On Thu, Mar 18, 2021 at 9:44 PM WBahn [via Nand2Tetris Questions and
Answers Forum] <email@example.com> wrote:
> If you change the Jack code, you will need to recompile it.
> But you can write a Python script or a batch file (or choose your favorite
> suitable tool) to automate this process and you can have that same script
> run a VM Emulator test script.
> I don't know what you mean about waiting for the OS to load. The OS is
> part of your program and/or built into the VM emulator.
Testing RAM is the primary means, though you can also output things like the PC, the clock, the A and D registers (at least with the CPU Emulator -- not so sure about the VM Emulator -- in principle it doesn't know about any of these things). Not much else. But you can get creative with how you use these. For instance, you can have your program hardcode some memory locations and then have the test script monitor them (again, that may only be a trick you can play with the CPU Emulator).
Also, I've removed your personal information from the bottom of your post. This is not an appropriate place to be advertising yourself or your services.
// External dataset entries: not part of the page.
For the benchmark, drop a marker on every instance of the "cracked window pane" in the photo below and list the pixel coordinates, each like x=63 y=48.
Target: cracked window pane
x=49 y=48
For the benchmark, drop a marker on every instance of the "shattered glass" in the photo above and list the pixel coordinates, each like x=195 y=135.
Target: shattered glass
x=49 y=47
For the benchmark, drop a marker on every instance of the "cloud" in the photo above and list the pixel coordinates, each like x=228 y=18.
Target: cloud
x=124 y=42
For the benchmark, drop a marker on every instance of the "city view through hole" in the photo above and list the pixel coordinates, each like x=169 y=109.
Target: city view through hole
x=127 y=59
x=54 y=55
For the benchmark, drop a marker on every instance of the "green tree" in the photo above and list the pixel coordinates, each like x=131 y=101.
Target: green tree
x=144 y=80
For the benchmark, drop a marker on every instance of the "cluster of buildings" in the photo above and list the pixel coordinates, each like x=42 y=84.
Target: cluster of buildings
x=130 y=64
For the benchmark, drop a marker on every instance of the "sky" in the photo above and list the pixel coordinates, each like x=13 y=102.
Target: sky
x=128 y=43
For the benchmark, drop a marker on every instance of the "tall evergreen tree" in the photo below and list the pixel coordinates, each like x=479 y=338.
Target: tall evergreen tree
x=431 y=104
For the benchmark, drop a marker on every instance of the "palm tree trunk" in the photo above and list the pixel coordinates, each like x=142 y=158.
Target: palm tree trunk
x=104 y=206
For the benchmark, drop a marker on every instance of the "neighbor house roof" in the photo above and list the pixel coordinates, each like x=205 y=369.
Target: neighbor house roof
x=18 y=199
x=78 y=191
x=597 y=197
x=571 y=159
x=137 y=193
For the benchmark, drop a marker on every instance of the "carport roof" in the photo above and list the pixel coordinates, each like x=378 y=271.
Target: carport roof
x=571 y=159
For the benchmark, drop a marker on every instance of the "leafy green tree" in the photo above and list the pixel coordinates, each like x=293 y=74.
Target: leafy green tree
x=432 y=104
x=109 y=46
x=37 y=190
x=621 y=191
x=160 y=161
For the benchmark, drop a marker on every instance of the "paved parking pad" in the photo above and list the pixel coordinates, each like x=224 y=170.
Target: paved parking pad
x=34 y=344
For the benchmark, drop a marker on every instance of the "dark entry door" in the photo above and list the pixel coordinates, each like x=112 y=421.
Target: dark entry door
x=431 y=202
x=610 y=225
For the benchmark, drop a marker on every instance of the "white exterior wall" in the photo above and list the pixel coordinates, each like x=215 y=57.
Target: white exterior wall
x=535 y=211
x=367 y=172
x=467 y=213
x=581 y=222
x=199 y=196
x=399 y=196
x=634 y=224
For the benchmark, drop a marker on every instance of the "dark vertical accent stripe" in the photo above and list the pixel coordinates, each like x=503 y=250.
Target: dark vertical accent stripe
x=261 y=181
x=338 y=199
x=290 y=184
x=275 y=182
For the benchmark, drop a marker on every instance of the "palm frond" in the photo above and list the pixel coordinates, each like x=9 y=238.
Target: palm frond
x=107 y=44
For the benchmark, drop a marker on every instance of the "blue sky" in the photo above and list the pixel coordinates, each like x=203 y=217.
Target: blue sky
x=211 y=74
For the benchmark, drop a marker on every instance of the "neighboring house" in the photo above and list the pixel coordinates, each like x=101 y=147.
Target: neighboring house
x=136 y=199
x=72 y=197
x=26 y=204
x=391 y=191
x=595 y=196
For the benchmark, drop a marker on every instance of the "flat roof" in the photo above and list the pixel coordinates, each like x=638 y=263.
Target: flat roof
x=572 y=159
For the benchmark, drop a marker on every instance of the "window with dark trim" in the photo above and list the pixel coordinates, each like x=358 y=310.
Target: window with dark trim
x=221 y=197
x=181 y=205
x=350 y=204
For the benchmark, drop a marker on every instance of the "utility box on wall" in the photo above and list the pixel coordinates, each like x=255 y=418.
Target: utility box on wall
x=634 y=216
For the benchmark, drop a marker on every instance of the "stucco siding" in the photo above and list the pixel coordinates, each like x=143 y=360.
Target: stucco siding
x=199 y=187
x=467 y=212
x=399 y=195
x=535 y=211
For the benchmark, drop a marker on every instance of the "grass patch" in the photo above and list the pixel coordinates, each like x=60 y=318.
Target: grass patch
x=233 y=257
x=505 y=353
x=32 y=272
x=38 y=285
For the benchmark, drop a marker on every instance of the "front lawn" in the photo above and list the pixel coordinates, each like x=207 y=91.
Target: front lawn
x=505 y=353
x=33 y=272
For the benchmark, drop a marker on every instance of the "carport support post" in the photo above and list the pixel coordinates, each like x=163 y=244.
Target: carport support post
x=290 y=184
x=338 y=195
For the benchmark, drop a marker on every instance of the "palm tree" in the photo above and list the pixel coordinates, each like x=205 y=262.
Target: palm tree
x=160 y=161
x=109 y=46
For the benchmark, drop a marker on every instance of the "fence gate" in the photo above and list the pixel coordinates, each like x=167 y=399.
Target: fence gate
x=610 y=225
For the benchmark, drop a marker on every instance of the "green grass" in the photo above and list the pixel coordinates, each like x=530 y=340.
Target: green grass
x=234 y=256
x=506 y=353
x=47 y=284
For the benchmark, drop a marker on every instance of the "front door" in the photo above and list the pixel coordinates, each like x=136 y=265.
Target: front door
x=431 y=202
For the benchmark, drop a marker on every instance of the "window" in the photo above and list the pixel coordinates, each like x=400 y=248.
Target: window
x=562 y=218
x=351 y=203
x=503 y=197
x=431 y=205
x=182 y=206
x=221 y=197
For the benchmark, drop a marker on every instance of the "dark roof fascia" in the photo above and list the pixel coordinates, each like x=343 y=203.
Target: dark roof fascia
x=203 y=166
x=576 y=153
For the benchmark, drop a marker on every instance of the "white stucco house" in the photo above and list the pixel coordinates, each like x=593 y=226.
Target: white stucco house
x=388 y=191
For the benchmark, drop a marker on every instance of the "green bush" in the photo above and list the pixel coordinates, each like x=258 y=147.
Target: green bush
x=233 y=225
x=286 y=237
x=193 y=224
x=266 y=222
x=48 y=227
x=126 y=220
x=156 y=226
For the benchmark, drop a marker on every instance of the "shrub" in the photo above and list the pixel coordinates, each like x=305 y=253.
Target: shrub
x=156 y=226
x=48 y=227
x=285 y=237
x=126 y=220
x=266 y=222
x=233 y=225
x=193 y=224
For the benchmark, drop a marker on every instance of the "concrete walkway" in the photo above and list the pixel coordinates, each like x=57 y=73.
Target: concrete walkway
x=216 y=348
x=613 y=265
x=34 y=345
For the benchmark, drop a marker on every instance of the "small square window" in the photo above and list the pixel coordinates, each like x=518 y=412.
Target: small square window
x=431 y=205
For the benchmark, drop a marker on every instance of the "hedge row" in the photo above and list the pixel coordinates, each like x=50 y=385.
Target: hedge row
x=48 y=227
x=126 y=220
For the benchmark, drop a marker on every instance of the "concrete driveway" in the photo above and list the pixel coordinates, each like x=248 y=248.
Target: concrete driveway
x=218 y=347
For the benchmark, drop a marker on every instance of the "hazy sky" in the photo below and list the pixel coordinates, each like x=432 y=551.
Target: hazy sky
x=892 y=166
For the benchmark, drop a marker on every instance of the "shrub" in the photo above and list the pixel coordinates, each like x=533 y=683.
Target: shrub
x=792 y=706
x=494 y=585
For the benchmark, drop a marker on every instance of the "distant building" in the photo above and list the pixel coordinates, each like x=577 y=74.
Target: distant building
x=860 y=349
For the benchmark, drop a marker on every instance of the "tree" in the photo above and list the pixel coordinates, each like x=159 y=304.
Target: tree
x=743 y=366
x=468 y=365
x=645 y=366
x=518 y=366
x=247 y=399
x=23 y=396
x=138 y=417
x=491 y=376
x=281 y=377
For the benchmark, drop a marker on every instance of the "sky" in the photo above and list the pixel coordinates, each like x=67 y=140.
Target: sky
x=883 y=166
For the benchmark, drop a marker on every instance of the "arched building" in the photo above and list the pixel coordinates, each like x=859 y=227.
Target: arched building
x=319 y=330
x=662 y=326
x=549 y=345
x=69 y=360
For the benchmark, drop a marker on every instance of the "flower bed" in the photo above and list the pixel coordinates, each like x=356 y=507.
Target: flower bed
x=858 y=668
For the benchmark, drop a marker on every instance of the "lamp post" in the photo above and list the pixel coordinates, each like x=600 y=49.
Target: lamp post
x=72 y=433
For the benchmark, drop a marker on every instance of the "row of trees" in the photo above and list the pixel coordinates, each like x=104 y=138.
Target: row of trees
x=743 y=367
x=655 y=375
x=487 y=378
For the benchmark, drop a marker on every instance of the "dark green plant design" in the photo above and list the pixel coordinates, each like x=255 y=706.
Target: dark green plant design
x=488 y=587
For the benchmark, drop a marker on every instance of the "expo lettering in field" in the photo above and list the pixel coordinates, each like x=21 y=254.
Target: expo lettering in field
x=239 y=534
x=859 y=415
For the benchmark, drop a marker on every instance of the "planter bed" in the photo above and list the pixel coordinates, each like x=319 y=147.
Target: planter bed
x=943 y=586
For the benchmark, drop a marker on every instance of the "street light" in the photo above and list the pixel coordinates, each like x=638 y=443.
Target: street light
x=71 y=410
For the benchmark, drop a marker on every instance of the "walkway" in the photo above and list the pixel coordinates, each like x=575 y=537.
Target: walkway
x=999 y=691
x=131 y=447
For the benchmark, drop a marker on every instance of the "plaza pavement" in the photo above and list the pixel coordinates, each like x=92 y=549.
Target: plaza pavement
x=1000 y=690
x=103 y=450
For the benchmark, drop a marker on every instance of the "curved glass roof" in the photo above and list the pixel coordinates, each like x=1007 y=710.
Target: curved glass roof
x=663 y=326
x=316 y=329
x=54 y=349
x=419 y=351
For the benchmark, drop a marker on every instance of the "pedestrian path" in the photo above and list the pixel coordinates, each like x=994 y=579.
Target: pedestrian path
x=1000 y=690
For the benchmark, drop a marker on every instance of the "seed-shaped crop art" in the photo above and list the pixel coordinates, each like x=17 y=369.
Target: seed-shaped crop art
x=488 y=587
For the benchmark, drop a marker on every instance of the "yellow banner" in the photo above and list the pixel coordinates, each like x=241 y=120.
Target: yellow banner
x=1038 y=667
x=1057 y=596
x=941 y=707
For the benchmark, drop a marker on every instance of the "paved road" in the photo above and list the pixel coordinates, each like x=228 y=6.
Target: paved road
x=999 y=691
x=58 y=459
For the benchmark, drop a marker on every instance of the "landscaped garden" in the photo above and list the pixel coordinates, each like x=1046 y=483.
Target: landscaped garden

The tools are very basic as they are only meant to support the specific projects for this course and not to support app development. The point of Chapter 9 isn't to develop any kind of a fancy app, but merely to gain familiarity with Jack to the point that you have a sufficient feel for the language so as to understand the grammar and how it relates to the syntax and the semantics to facilitate writing the compiler and the OS libraries.